Most F1 sessions take place in dry conditions and when it rains drivers tend to wait and run intermediate tyres when the track is damp and avoid using full-wet Pirelli tyres.
This weekend’s Japanese Grand Prix’s Saturday action has been cancelled for safety reasons because of the threat of Typhoon Hagibis, but Raikkonen believes even less-dramatically bad weather conditions are a problem for F1 now.
“We know how limited we are with the tyres unfortunately and it doesn’t need much rain and we have aquaplaning,” he said. “That’s the issue. Then we have zero control.
“In the early days when I started it rained really heavily and we never had an issue so for sure the tyres [now] are not the best.
“Then there’s the standing water. But that’s how it is, unfortunately.
“It doesn’t look like there’s a lot of water, it looks really ridiculous sometimes that we cannot run, but that’s just how it is when there’s a river and we absolutely lose control of the car.”
Criticism of Pirelli’s wet tyres is not new in recent years, although some times track conditions exacerbate the performance of the company’s rubber.

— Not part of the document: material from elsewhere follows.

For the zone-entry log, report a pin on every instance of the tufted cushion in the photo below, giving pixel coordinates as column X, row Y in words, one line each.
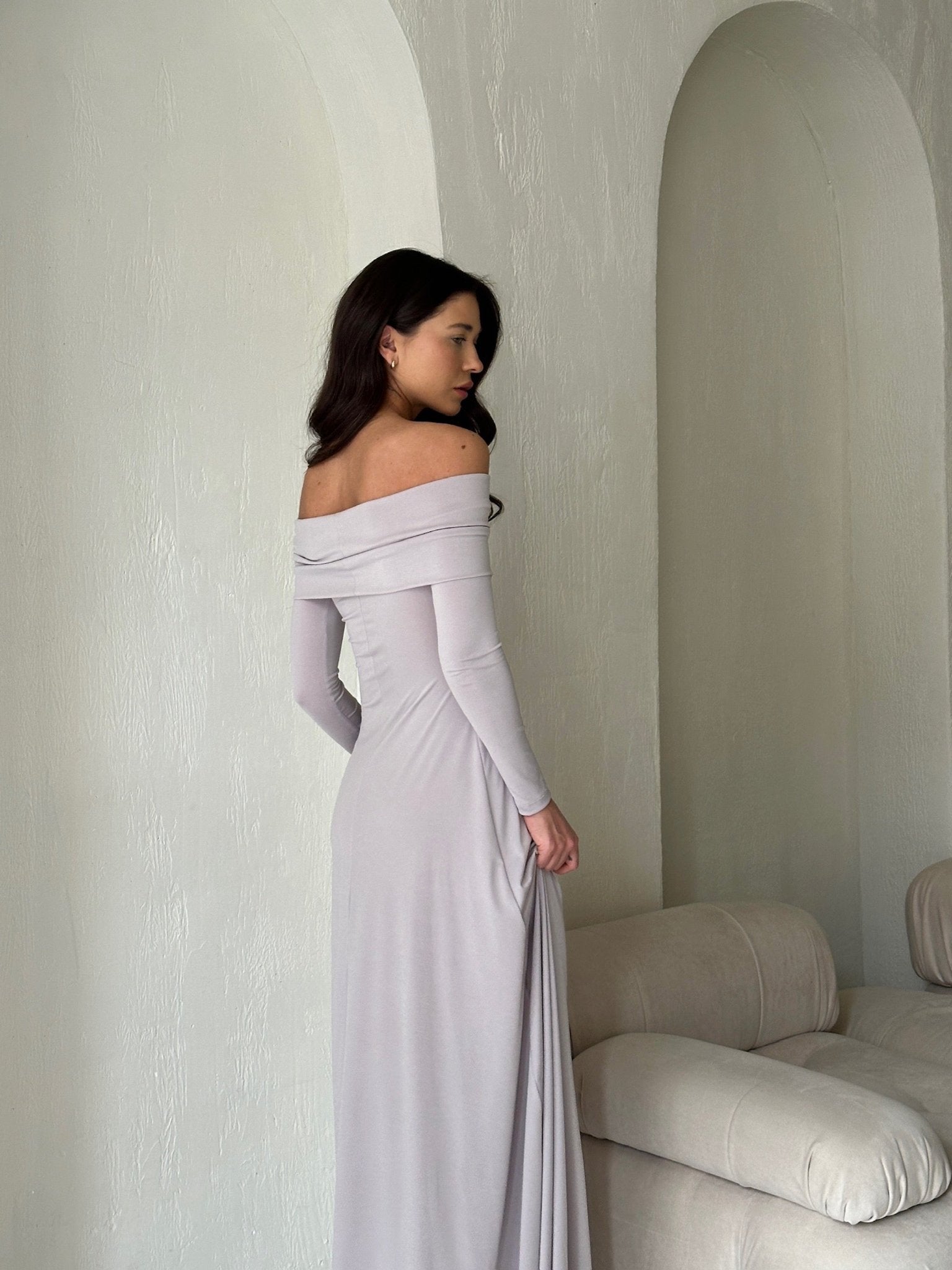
column 808, row 1137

Romain Grosjean crashed on the Monza start-finish straight using full-wet tyres in Italian Grand Prix qualifying two years.
“It looked pretty shit there,” he said. “It all depends on the water that we have and if the tyres work.
“But I think wind and the safety are the main priorities [for the current Japanese GP weekend] and if the rain is what it is supposed to be, they’re saying one month of rain in one day [which would be unsafe to drive in anyway].”
The main tyre complaint this year has been the difficulty several teams and drivers have had with getting the slicks into the right working range, because the tread is thinner in 2019.
When Grosjean’s Haas teammate Kevin Magnussen was asked to assess the quality of the wet tyres F1 has now, he replied while laughing: “They are what they are… They are as good as the dry tyres.”